Разговор о том, каким должен быть поэт, — это естественная реакция «взрослых» поэтов на исчезно­вение прежних ангелов с огненными мечами на вхо­де в литературу. Кроме эстетики и политики стоит назвать еще одного ангела-вахтера, с пальцами, вы­пачканными в типографском свинце. С изобретени­ем лазерного принтера этот гутенберговский ангел был вынужден уйти на полставки, с ростом интер­нет-поэзии — выйти на пенсию. Теперь, с распро­странением электронных книг и сервиса типа «самиздай», — он, похоже, должен подвергнуть себя эвтаназии.

Далее я попытаюсь набросать два сценария прео­доления этой своеобразной «нулевой зоны». Друг другу они не противоречат — скорее даже, дополня­ют. Первый построен на допущении, что русская по­эзия повторит тот путь, которым пошла западная — прежде всего английская и американская — поэзия. Что касается второго… Однако поговорим вначале о первом.
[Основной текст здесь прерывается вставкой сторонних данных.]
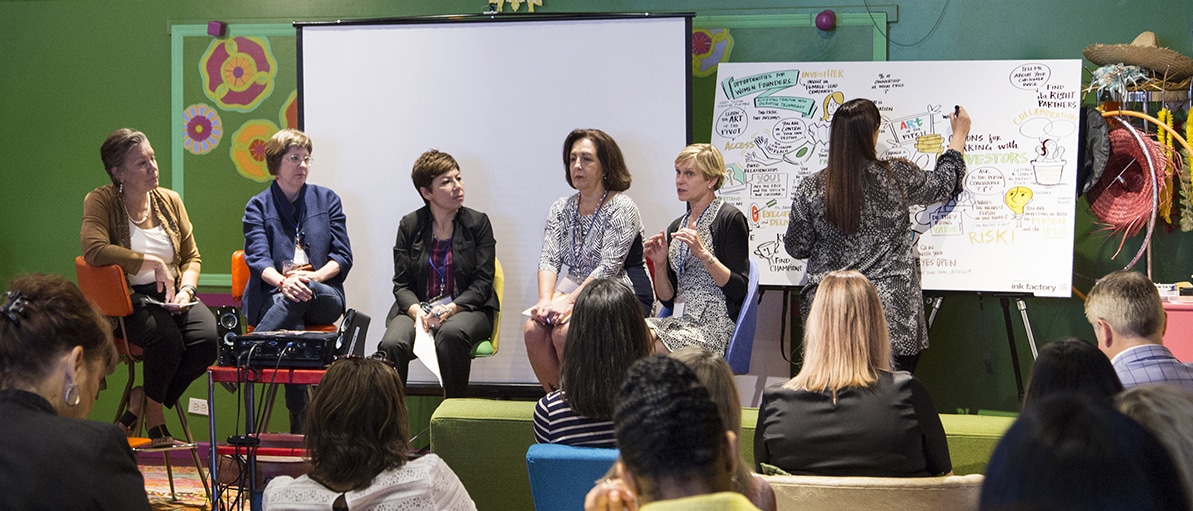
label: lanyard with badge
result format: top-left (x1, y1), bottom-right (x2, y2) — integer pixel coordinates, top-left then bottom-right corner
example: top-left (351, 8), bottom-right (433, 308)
top-left (558, 190), bottom-right (609, 294)
top-left (671, 200), bottom-right (714, 318)
top-left (427, 246), bottom-right (452, 308)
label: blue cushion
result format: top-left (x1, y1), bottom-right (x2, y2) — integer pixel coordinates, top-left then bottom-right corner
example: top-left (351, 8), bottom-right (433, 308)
top-left (526, 443), bottom-right (619, 510)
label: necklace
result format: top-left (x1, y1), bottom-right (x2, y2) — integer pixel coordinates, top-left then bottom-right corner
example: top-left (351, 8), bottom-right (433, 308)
top-left (123, 192), bottom-right (150, 225)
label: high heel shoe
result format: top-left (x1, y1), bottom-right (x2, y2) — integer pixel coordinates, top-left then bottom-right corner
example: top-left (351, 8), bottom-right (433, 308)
top-left (147, 424), bottom-right (175, 448)
top-left (118, 386), bottom-right (144, 436)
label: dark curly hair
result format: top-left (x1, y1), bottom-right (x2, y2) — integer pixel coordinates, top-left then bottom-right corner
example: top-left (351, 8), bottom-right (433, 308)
top-left (614, 355), bottom-right (726, 485)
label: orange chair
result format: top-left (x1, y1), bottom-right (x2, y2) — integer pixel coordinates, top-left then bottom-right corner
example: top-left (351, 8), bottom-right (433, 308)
top-left (231, 250), bottom-right (336, 333)
top-left (74, 256), bottom-right (211, 503)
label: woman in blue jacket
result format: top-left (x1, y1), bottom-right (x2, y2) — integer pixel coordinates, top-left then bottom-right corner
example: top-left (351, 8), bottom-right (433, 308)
top-left (241, 128), bottom-right (352, 432)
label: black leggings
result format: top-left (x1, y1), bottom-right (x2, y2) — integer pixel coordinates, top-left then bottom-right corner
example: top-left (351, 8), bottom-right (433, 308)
top-left (894, 353), bottom-right (920, 374)
top-left (124, 284), bottom-right (219, 407)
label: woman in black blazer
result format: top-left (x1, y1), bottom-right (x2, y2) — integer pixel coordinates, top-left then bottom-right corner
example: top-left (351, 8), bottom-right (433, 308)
top-left (379, 149), bottom-right (499, 398)
top-left (0, 274), bottom-right (151, 511)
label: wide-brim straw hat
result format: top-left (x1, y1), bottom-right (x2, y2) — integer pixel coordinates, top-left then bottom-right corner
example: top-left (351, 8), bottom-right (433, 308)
top-left (1083, 31), bottom-right (1193, 80)
top-left (1085, 124), bottom-right (1169, 236)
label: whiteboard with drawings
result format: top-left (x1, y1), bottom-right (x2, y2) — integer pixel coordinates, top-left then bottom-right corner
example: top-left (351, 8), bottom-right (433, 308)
top-left (713, 60), bottom-right (1082, 297)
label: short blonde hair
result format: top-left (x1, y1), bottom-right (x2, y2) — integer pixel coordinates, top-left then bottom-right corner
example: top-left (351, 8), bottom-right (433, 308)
top-left (785, 270), bottom-right (891, 397)
top-left (1116, 385), bottom-right (1193, 506)
top-left (265, 128), bottom-right (313, 176)
top-left (675, 143), bottom-right (726, 191)
top-left (1084, 271), bottom-right (1165, 339)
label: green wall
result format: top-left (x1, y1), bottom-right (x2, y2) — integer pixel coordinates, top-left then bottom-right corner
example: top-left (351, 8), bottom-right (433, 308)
top-left (2, 0), bottom-right (1192, 437)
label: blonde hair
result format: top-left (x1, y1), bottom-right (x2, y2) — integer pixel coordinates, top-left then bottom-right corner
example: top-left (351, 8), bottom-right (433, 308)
top-left (785, 270), bottom-right (891, 397)
top-left (822, 91), bottom-right (845, 121)
top-left (1084, 271), bottom-right (1165, 339)
top-left (668, 347), bottom-right (758, 501)
top-left (1116, 385), bottom-right (1193, 507)
top-left (675, 143), bottom-right (726, 191)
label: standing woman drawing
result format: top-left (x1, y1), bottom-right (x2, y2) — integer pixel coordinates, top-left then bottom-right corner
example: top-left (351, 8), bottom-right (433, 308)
top-left (785, 98), bottom-right (970, 372)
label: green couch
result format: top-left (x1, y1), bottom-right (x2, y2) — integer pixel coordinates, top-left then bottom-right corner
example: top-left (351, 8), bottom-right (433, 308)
top-left (429, 399), bottom-right (1014, 511)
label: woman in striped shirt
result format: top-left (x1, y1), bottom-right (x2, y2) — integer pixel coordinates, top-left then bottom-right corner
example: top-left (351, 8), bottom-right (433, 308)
top-left (533, 279), bottom-right (652, 447)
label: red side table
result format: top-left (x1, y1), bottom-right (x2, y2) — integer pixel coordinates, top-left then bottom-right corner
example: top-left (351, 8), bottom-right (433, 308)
top-left (206, 366), bottom-right (327, 504)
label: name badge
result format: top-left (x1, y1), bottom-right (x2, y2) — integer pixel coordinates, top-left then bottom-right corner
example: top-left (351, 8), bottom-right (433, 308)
top-left (672, 302), bottom-right (685, 317)
top-left (555, 267), bottom-right (581, 295)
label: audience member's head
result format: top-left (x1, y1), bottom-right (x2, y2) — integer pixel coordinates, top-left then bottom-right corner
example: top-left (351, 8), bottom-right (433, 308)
top-left (304, 357), bottom-right (410, 492)
top-left (1116, 384), bottom-right (1193, 508)
top-left (1084, 271), bottom-right (1166, 358)
top-left (787, 270), bottom-right (890, 396)
top-left (614, 355), bottom-right (735, 504)
top-left (0, 274), bottom-right (117, 419)
top-left (670, 347), bottom-right (773, 507)
top-left (1021, 337), bottom-right (1123, 409)
top-left (981, 393), bottom-right (1189, 511)
top-left (560, 278), bottom-right (652, 419)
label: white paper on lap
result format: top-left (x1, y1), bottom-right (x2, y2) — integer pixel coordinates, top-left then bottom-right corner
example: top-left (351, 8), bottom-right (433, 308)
top-left (413, 326), bottom-right (443, 386)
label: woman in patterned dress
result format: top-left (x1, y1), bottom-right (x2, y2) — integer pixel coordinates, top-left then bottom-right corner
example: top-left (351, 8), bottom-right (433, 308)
top-left (784, 98), bottom-right (970, 372)
top-left (525, 129), bottom-right (652, 392)
top-left (645, 144), bottom-right (750, 356)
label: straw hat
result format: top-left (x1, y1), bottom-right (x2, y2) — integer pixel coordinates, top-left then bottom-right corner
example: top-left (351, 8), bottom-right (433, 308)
top-left (1085, 124), bottom-right (1169, 236)
top-left (1083, 31), bottom-right (1193, 80)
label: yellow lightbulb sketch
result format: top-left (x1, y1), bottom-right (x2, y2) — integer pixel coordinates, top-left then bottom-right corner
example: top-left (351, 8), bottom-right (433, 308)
top-left (1004, 186), bottom-right (1034, 215)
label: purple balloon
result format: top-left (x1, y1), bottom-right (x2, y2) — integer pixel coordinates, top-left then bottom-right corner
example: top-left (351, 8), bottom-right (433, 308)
top-left (815, 10), bottom-right (836, 31)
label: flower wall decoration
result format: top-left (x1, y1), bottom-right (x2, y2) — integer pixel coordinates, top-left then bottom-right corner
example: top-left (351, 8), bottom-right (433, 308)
top-left (280, 90), bottom-right (298, 130)
top-left (200, 36), bottom-right (279, 112)
top-left (230, 119), bottom-right (279, 182)
top-left (183, 103), bottom-right (223, 155)
top-left (692, 28), bottom-right (734, 78)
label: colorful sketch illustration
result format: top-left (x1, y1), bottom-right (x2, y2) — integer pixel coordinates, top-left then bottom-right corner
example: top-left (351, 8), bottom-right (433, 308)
top-left (1019, 117), bottom-right (1076, 186)
top-left (711, 60), bottom-right (1081, 294)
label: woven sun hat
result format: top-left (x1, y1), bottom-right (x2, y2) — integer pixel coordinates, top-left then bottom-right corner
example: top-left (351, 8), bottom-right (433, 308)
top-left (1083, 31), bottom-right (1193, 80)
top-left (1085, 124), bottom-right (1169, 236)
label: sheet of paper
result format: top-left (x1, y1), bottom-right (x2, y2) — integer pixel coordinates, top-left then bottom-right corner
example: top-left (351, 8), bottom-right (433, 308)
top-left (412, 325), bottom-right (443, 387)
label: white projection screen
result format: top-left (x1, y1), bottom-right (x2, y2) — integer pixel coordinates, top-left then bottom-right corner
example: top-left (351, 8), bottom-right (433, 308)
top-left (298, 14), bottom-right (692, 385)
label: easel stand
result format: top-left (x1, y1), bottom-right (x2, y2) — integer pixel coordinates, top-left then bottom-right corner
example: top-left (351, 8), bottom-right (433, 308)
top-left (926, 293), bottom-right (1039, 400)
top-left (998, 295), bottom-right (1039, 399)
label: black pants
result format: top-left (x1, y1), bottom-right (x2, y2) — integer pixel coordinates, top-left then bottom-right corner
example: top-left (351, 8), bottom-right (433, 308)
top-left (125, 284), bottom-right (219, 407)
top-left (895, 353), bottom-right (920, 374)
top-left (378, 309), bottom-right (492, 398)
Сценарий первый. Поэт как «филолог»

Превращение литературы из некой социальной ценности в факультативное средство досуга в амери­канской и западноевропейских литературах стало за­метно еще в семидесятые-восьмидесятые, если не раньше. И пусть в бартовской «Смерти автора» (1968) особой горечи не ощущается, а книга адвока­та поп-культуры Лесли Фидлера «Чем была литерату­ра» (1982) и вовсе призывает без сожаления отне­стись к уходу high-culture literature… Общая тональ­ность высказываний поэтов и прозаиков все более минорна. Если «высокая» проза все еще как-то востребована рынком, то «высокой» поэзии остается довольствоваться все более скромным «пикником на обочине».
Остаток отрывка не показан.